The CMC was developed in advance of the establishment of best practice standards, and with limited evidence-based research to guide the curriculum content, although several CAMAP guidance documents were used. Curriculum content was therefore primarily based on existing clinical practice, CAMAP's previous multiyear experience in half-day MAiD education and training workshops, feedback from attendees from CAMAP's educational webinars, symposia, and conferences, and the needs assessment. 19 Future standards and guidelines will support the iterative refinement of the CMC.
Conclusion
This article described the process of developing a comprehensive, nationally accredited, bilingual, hybrid curriculum on MAiD in Canada. The 7 modules within the CMC were purposefully developed and guided by constructivism and adult learning theory frameworks, and the 5 guiding principles that emerged from the needs assessment and consultation with invested partners. Throughout the development of this curriculum, numerous partners were engaged and consulted, and the needs and contexts of diverse learners were at the forefront.
The CMC was created with sustainability in mind, which is especially important given the evolution of MAiD policy and services in Canada. The CMC is currently being assessed and adapted based on feedback during phase one of the implementation. This work is being completed by a newly established CAMAP “Curriculum Review Committee,” which has established terms of reference, membership, and a work plan. Ongoing evaluation of the CMC will support modifications and revisions to ensure it continues to meet the needs of learners as legislative and clinical landscapes evolve.
Footnotes
Acknowledgments
We thank the members of the Canadian MAiD Curriculum Development Committee, the project's National Steering Committee, all working group subject matter experts, CAMAP’s provincial/territorial advisory council, and persons with lived experience from across Canada who contributed to the development of the curriculum.

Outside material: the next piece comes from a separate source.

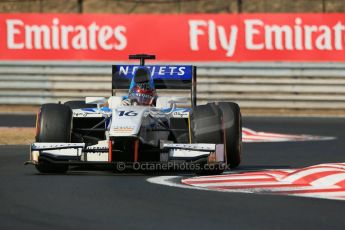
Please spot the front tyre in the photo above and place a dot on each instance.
(54, 124)
(206, 125)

Declaration of conflicting interests
Authors and institutions report honoraria and payment for their work on this project. ML also reports payment for providing expert testimony related to MAiD. All other authors declare no other conflict of interest with respect to the research, authorship, and/or publication of this article.
Funding
The authors disclosed receipt of the following financial support for the research, authorship, and/or publication of this article: The CMC Project was funded by the Health Care Policy and Strategies Program of Health Canada. The views expressed in this paper are those of the authors and do not necessarily reflect those of Health Canada.
Authors’ Contributions
GKS, KH, HB, ND, AAP, SS, AS, SG, GG, and ML were responsible for conceptualization and drafting of this manuscript as well as supporting the evaluation of the CMC. JM and MSS were involved in the development and revision process of the CMC. SG, GG, and ML were responsible for developing the CMC and funding acquisition. All authors reviewed and provided feedback on the final manuscript. All authors approve the final manuscript version.
Ethical Approval
All evaluation activities referred to in this article were approved by Queen's University Health Sciences and Affiliated Teaching Hospitals Research Ethics Board (File #: 6037011) and the University Health Network Research Ethics Board (REB #22-5225.0.1).